While the UK’s FTSE 100 has had a bumpy ride over the last 20 years or so, some companies have made investors fortunes.
The index of blue-chip stocks includes household name stocks such as BP, Lloyds, Rightmove, Rolls-Royce, Tesco, Whitbread and Vodafone.
Yet the best performer of the last 20 years has been travelling under the radar. Ashtead Group has given loyal investors a total return of a staggering 45,533 percent in that time.
Its share price jumped from 13p to today’s £51.34, a rise of 39,392 per cent. The company also paid a heap of dividends in that time and investors who automatically reinvested them back into the stock would have multiplied their returns.
Somebody who invested just £1,000 in Ashtead back in June 2003 would have £456,330 today with dividends reinvested, according to online investment platform AJ Bell.
Ashtead rents construction and industrial equipment to builders and other businesses, to save them from having to buy it themselves.
It rents out everything from diggers, cranes, scaffolding, pumps and ventilation systems to crowd barriers for music festivals.

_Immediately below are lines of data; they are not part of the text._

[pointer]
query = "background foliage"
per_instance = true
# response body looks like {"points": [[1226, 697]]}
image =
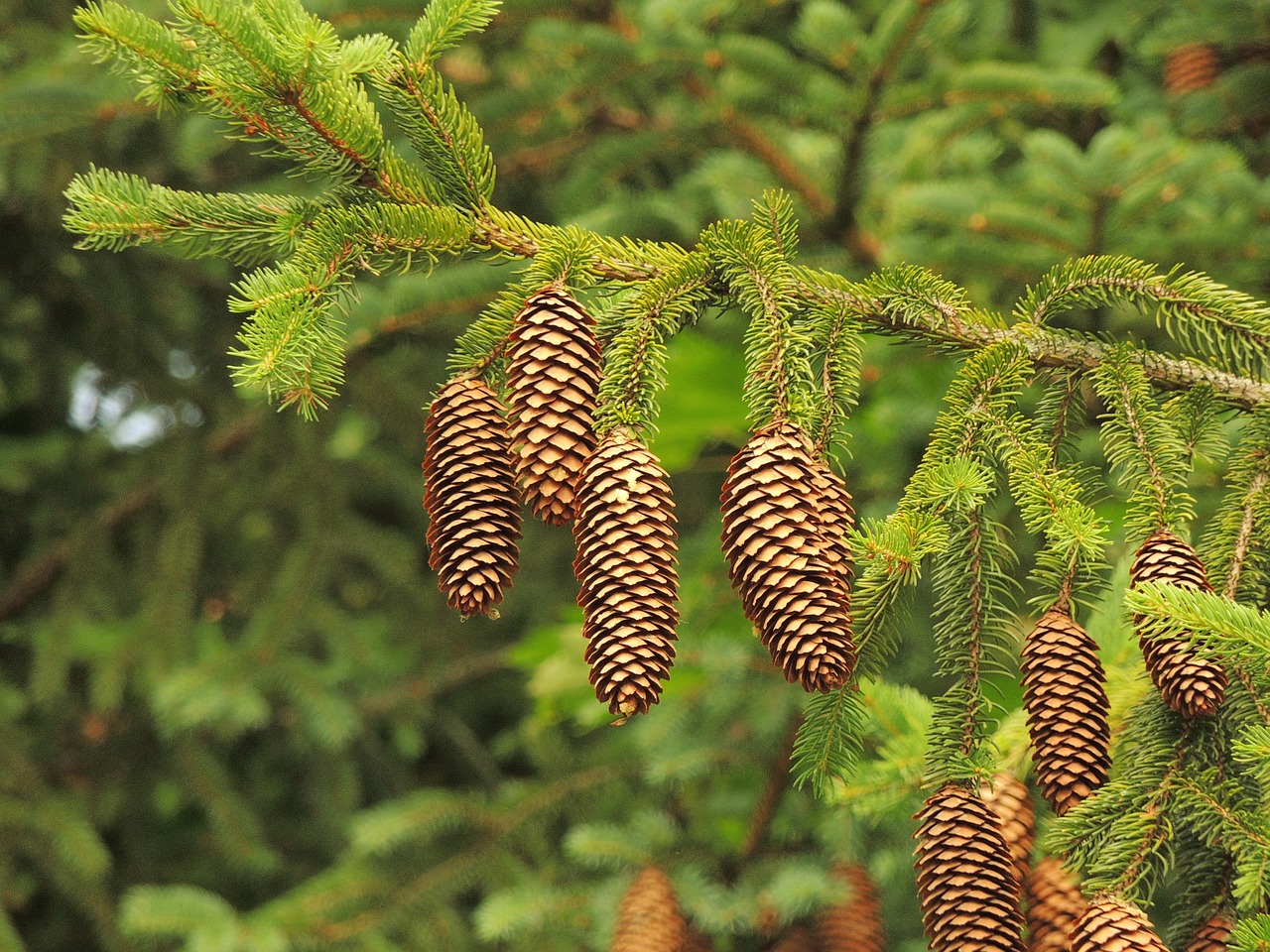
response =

Business has boomed since the pandemic, as construction firms have turned to the rental market due to a shortage in machinery.

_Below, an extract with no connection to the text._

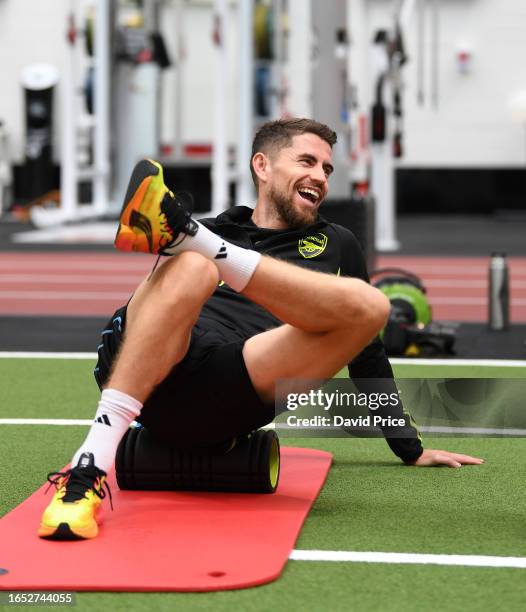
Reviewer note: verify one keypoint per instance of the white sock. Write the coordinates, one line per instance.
(235, 264)
(114, 414)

AJ Bell’s head of investment analysis Laith Khalaf said the £22billion group has one huge factor in its favour, as it generates 80 percent of its revenues from the booming US market, where it operates under the name Sunbelt Rentals.
Khalaf said the booming US economy has boosted revenues while the strong dollar makes them more even valuable when converted back into pounds. “This combination has helped make Ashtead the big stock market winner over 20 years.”

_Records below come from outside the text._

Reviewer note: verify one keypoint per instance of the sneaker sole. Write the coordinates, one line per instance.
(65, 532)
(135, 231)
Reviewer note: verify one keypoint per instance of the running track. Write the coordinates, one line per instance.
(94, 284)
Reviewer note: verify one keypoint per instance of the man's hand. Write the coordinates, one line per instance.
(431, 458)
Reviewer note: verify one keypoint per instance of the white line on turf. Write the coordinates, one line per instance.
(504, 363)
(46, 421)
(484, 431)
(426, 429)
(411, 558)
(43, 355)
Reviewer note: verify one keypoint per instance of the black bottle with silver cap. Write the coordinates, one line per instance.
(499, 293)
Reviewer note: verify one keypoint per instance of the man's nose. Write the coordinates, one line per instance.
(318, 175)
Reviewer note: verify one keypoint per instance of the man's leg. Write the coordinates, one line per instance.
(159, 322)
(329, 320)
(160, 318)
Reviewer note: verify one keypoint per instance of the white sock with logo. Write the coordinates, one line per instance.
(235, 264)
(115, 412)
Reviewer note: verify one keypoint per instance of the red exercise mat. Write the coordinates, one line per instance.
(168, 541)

It is the second best FTSE 100 performer over the last 10 years, too, with a total return of 800 percent, which would have turned £1,000 into £9,000.
It’s the third best performer over five years, too, rising 145 percent in that time, which would have turned £1,000 into £2,450.
These figures show the value of long-term investing as share price growth and dividends compound over periods measured in decades.
Ashtead has regularly hiked its dividend, giving investors a rising income.
Better still, it recently spent $1billion (£800million) buying its own shares and now plans to purchase a further $500million.
Share buybacks reduce the amount of stock on the market, boosting the value of the remaining shares.
Ashtead still has strong prospects but like any stock, it also brings risks.
It is having to invest huge sums in the latest high-tech kit and its capital expenditure could potentially hit $3.7billion this year, then rise to $4.4billion the year after. This will eat into profits in the shorter run.
If the US falls into recession, as many fear, that would slow economic activity and demand. It would aslo weaken the dollar, hitting Ashtead’s US revenues.
Chief executive Brendan Horgan said full-year results are beating previous expectations and “the board looks to the future with confidence”.
Victoria Scholar, head of investment at Interactive Investor, said nobody should invest in Ashtead or any other stock on the assumption it will repeat past successes.
As a general rule, only invest in individual stocks as part of a balanced portfolio for a minimum period of five to 10 years, as your capital is at risk and you could lose some or all your money.
That could happen with Ashtead, too. Although right now, it’s booming.